Structuring written work 

Many learners end up with better learning outcomes with written work if they can plan out the structure prior to starting their actual written work. Possible solutions:

  • Try mind-mapping. This will allow learners to plan their content and key points before writing. 

  • Try mind-mapping software to help students map out their thinking. Some software allows learners to expand their key points into written text and export this to a word processor.

Reading 

Slow reading and visual stress can make reading from a PC screen difficult for many. Possible solutions: 

  • Try using text-to-speech converters (eg SaySo or Balabolka) to convert your written content to audio files that can then be played back by your learners or aid those who may have visual impairments.

  • Try screen magnifiers or screen readers (eg SuperNova or JAWS) to help learners with visual impairments.

Consolidating learning 

Consolidating learning – connecting concepts, organising information and reviewing learning – can be the most difficult skill of all for learners who struggle with traditional learning methods. Possible solutions:

  • Try mind-mapping software to help learners build their own learning “scaffolds”. These can contain video, audio, and links to websites and any form of electronic learning material. 
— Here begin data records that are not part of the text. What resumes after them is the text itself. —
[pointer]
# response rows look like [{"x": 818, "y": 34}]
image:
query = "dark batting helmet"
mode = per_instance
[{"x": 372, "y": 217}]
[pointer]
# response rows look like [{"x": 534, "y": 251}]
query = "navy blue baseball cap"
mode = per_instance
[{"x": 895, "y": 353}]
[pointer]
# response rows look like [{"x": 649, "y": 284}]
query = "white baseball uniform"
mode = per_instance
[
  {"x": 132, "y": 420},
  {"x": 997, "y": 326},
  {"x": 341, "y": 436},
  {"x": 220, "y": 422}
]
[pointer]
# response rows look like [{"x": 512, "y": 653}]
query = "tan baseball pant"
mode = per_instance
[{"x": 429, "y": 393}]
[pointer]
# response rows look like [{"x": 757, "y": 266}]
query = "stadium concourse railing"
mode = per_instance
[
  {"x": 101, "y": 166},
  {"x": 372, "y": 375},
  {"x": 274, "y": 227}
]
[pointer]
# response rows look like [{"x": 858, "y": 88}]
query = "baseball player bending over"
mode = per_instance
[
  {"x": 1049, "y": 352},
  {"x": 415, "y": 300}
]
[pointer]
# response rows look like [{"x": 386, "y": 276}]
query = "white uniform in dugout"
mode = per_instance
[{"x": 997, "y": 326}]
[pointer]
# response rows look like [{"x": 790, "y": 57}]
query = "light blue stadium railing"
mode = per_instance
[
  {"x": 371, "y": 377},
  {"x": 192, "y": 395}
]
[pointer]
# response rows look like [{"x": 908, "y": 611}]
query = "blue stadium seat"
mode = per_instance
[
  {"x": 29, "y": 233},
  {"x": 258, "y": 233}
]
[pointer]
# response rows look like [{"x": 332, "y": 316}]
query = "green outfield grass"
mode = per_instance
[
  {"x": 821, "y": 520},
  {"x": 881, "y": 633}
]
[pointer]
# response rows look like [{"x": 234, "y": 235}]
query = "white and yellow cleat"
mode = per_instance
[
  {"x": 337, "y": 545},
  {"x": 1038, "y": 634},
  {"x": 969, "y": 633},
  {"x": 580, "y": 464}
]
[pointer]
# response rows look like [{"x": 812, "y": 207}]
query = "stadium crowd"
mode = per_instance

  • Try mapping your subject as a one-page overview. This will give learners “the big picture” before they begin their study.

Presenting information

One of the most common issues in today’s classrooms is that learners are bored with delivery techniques such as text-laden humdrum, PowerPoint presentations. Possible solutions:

  • Instead of filling your slide with text and overloading learners, try using a simple title with a strong image and key words that will provide your learners with visual association for your verbal delivery.